SYMPTOMS. In my case, the symptomatic behavior I see is a cumulative slowdown whenever transitioning into a busy area or interacting with merchants. That is, with each transition the game gets slower and in fact I can intentionally crash by transitioning between the strip and a casino several times in a row. If I leave my character standing in the strip for a long time (overnight real time), it will crash, I believe because of the dancers and other NPCs that cycle in and out of the area. Once it starts to noticeably slow, you might get only 2 or 3 more transitions before it will become unresponsive. The disk thrashes when it slows. Similar to Fallout 3, it seems to have gotten much worse with the DLCs.
POSSIBLE CAUSE. The degrading performance behavior of the game can be fitted to a memory leak model, one of the most common software bugs. When you leave an area or as NPCs may cycle in and out of range around you, the game does not release memory properly. The slowing down and disk thrashing may be one in the same and can be explained by the fact that many systems and applications, and surely New Vegas and PS3 OS do, make use of memory swap files. Swap files are just portions of disk that appear as extra RAM to the game, managed by the OS or low level software layer, so the game thinks it has a huge amount of RAM available. As the memory leak(s) gradually rob the system of physical RAM, all that is left is the swap file, so the game/app/OS will begin to thrash the disk as it frantically moves memory data between the swap file and the tiny amount of RAM left. Hard disks are much slower than RAM so this would in effect slow the game to "hard disk speed" from RAM speed. Of course, once the RAM is depleted it freezes. This would also explain why people who put the graphics on 480p and other low res options report better mean time between slow-ups, but ultimately still had them. The lower res saved more memory but the leak is still there, it just took longer to deplete the bigger pool of the RAM. Just a theory.

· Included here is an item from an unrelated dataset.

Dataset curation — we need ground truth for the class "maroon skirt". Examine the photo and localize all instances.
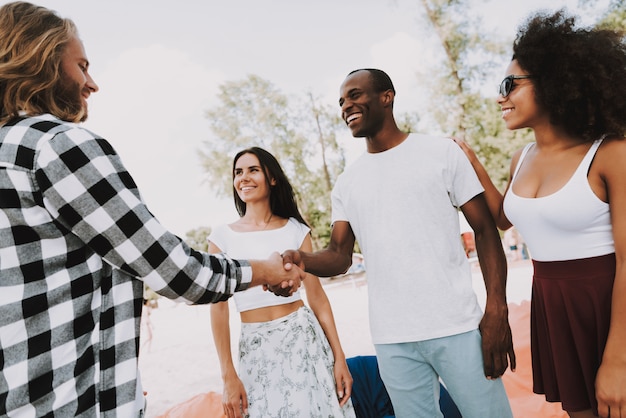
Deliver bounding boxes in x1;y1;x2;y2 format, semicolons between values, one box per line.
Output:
530;254;615;414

WHY NOT FIXED? Bethesda never fixed it in Fallout 3 so I don't see this one getting fixed. While memory leaks can be tricky to find, they can be found 100% of the time and corrected. Since Bethesda is able to and does make software changes and patches, I would guess this issue is in code they do not have rights or ability to modify (like in a purchased physics or graphics engine.... ). Or perhaps it is a lower level code they wrote that they feel is too risky or expensive to modify.

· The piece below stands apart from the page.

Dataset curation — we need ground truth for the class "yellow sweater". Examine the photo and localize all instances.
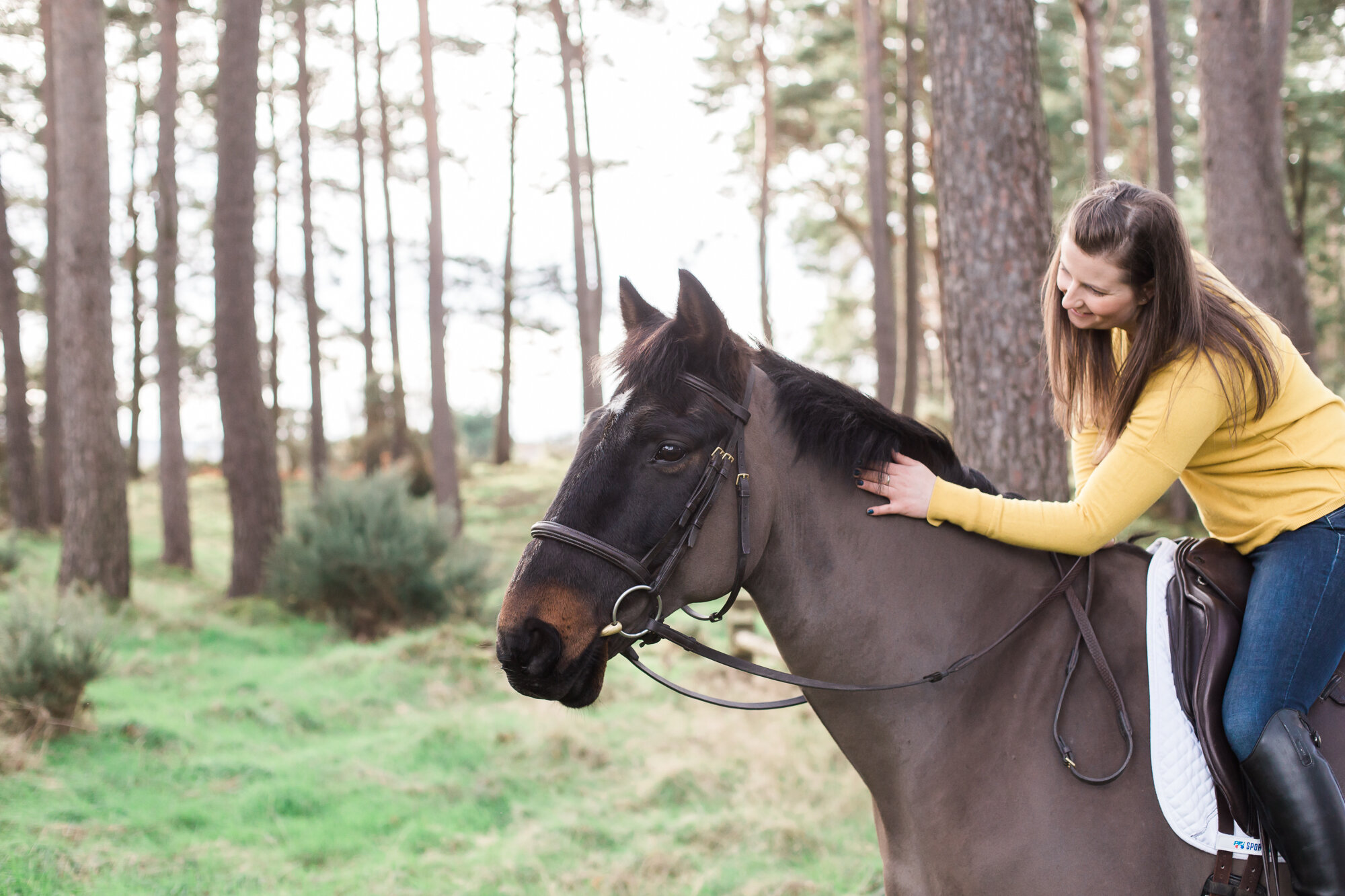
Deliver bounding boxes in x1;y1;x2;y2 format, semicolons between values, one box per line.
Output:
927;259;1345;555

WHY HAPPENING TO SOME BUT NOT OTHERS? That is the big question. I have a PS3 160Gb model (maybe 3 yrs old), playing on 1080p, using optic audio out. All DLCs, 1.7 Patch, latest PS3 update, 6Mb file. My playing styles that could be considered suspect for causing glitching would be: I hoard, especially with weapons, ammo and upgrades and I do the casino chip caps glitch at some point (no time to grind). So one theory might be that having lots of inventory, several million caps, or just having bought a lot of stuff causes it. I stopped hoarding and put most of what I had into storage, but it did not reverse the FPS slowdowns. I have another play through on the system currently at level 10, no glitching, small inventory and few saves. So far not much problem, although that one just made the Strip. We'll see what happens. That is when the trouble started for my other characters. You can do a simple test, just repeatedly transition from a casino to strip and back again and see if it slows down. Mine will go maybe 10 transitions before unresponsive. If some people can do that without adverse affects, that would be interesting to know.
WORKAROUND: When the FPS is less than 1 every second or so, save, quit game, restart, and continue. It doesn't take nearly as much time as a hard freeze where you have to reset or power cycle the PS3.
It will be disappointing if I can't finish the DLCs but I have had a lot of fun so far. With Fallout 3, I had to give up on a couple of the DLCs. The one thing I am concerned about is Skyrim. I hope whatever disease is in this game, it did not go into Skyrim.
Disclosure: I code for a living (not games).